Bene; quest’anno, complice una mezz’ora passata sul colle dell’Infinito a Recanati, la mia parola d’agosto è “naufragio”; mi pare, cioè, di vedere il nostro povero paese come un vascello minuscolo, sballottato in un oceano tempestoso, condotto da un capitano giovane, magari coraggioso ma evidentemente avvezzo a mari interni, circondato da una ciurma eterogenea e vociante in lingue diverse, incapace di comunicare pensieri e quindi avvezza ad esprimere solo gutturali emozioni disordinate, additando di volta in volta veri o immaginari mostri marini da quali dipende la salvezza del vascello, entusiasta quando l’onda sospinge il vascello fuori dell’abisso e disperata quando l’onda ridiscende verso il basso.

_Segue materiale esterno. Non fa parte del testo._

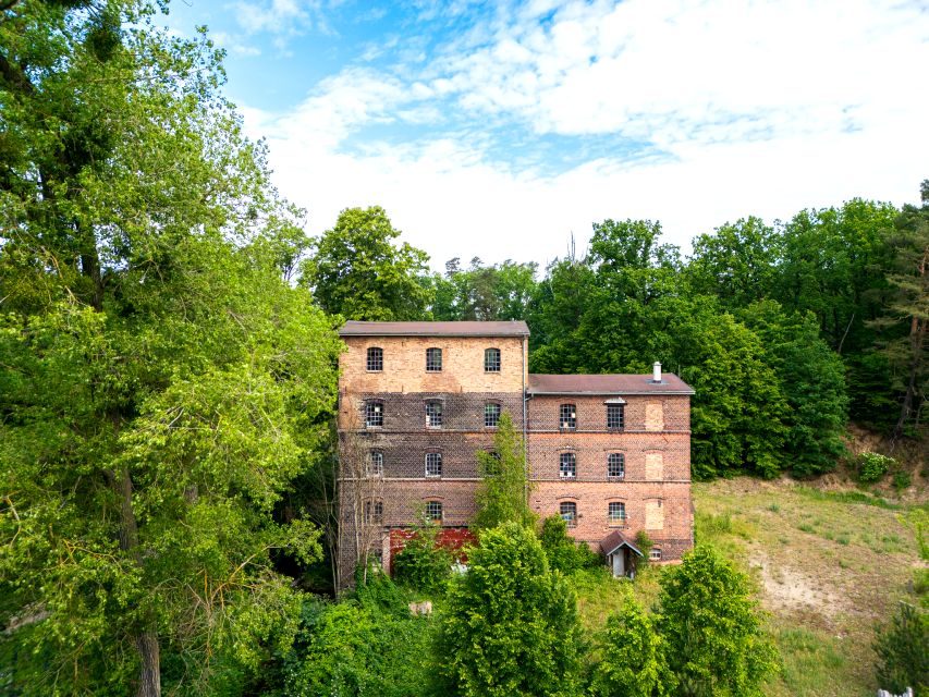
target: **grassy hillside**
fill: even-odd
[[[860,491],[822,491],[789,480],[737,478],[694,485],[697,542],[711,543],[749,572],[781,650],[771,696],[872,696],[875,623],[903,598],[919,564],[901,521],[916,505]],[[591,631],[626,594],[650,606],[660,568],[634,584],[590,574],[578,579]]]

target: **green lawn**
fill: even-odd
[[[873,695],[875,623],[906,596],[919,564],[900,519],[912,506],[750,478],[695,484],[694,505],[697,543],[716,546],[757,584],[783,659],[767,694]],[[579,576],[585,624],[598,631],[629,594],[650,607],[661,573],[648,568],[634,583]]]

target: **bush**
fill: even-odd
[[[578,545],[567,534],[567,524],[560,515],[550,515],[542,521],[539,536],[549,566],[563,574],[580,568],[592,568],[602,564],[600,555],[586,545]]]
[[[452,573],[452,553],[437,543],[439,528],[424,525],[393,558],[393,579],[424,591],[441,591]]]
[[[913,687],[916,697],[929,696],[929,613],[900,603],[890,626],[878,633],[878,683],[894,694]]]
[[[857,458],[858,481],[865,484],[880,481],[895,464],[896,461],[893,457],[880,453],[861,453]]]

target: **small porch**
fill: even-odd
[[[600,540],[600,551],[607,557],[607,565],[613,572],[613,578],[635,578],[636,557],[645,557],[620,530],[613,530]]]

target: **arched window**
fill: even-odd
[[[380,477],[383,475],[383,453],[372,450],[368,453],[368,476]]]
[[[607,455],[607,477],[622,479],[626,475],[626,456],[623,453]]]
[[[426,372],[440,372],[442,370],[442,350],[426,350]]]
[[[500,348],[484,350],[484,370],[486,372],[500,372]]]
[[[574,479],[577,476],[577,458],[574,453],[559,455],[559,475],[562,479]]]
[[[567,527],[577,525],[577,504],[574,501],[562,501],[559,506],[559,513],[562,519],[567,524]]]
[[[368,370],[375,372],[383,370],[383,348],[379,346],[368,348]]]
[[[622,501],[611,501],[607,510],[610,525],[621,527],[626,524],[626,504]]]
[[[380,400],[365,402],[365,426],[368,428],[383,426],[383,402]]]

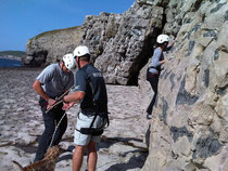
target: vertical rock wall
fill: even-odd
[[[92,50],[106,83],[137,84],[164,26],[163,8],[135,3],[124,14],[87,16],[83,44]]]
[[[142,171],[228,168],[228,4],[170,0],[163,32],[177,35],[159,83]],[[152,95],[141,70],[145,109]],[[147,95],[150,91],[151,95]]]

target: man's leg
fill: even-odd
[[[98,160],[98,155],[96,150],[96,142],[90,142],[87,145],[88,149],[88,159],[87,159],[87,165],[88,165],[88,171],[94,171],[96,166],[97,166],[97,160]]]
[[[75,146],[75,152],[73,155],[73,165],[72,165],[73,171],[80,171],[80,167],[84,161],[84,150],[85,150],[85,146],[80,146],[80,145]]]
[[[38,149],[36,152],[36,157],[34,161],[39,161],[43,158],[49,144],[51,142],[52,134],[54,132],[54,119],[46,111],[42,113],[43,121],[45,121],[45,132],[39,139]]]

Si dirà: adesso esageri! E’ vero, forse esagero, anzi, senz’altro: quest’anno l’effetto agostano non produce aspirazioni palingenetiche ma una vena nihilista. Però, provate a pensare al nostro tempo secondo il metro del paradosso poetico del grande poeta Marchigiano: da un lato, il lontano infinito, lì rasserenante (interminati spazi…sovrumani silenzi…. profondissima quiete…l’eterno…) e qui inquietante: la Cina svaluta (= meno importazioni e più esportazioni), la Russia annaspa economicamente e reagisce aggressivamente, l’America pensa di spingere in alto i tassi di interesse, l’Africa preme dal basso con masse umane ingovernate, l’Europa sembra smarrita, il vicino Oriente in tempesta continua; dall’altro (e come il vento odo stormir fra queste piante, così vicine, io quell’infinito silenzio a questa voce vo comparando), il nostro eterno dibattito sulla legge elettorale, sul Senato elettivo o non elettivo, il nuovo patto del Nazareno, il rimpasto, la scissione del PD.
Il naufragar ci è dolce in questo mare?
Orbetello, 13 agosto 2015

PS: Il grande Poeta perdonerà questo rozzo saccheggio? E soprattutto questo scherzare sul suo straordinario metro poetico? Speriamo. Presto – ahi voi! – torneremo seri….(abbandonando i caratteri rossi che riserviamo alle cose….lievi).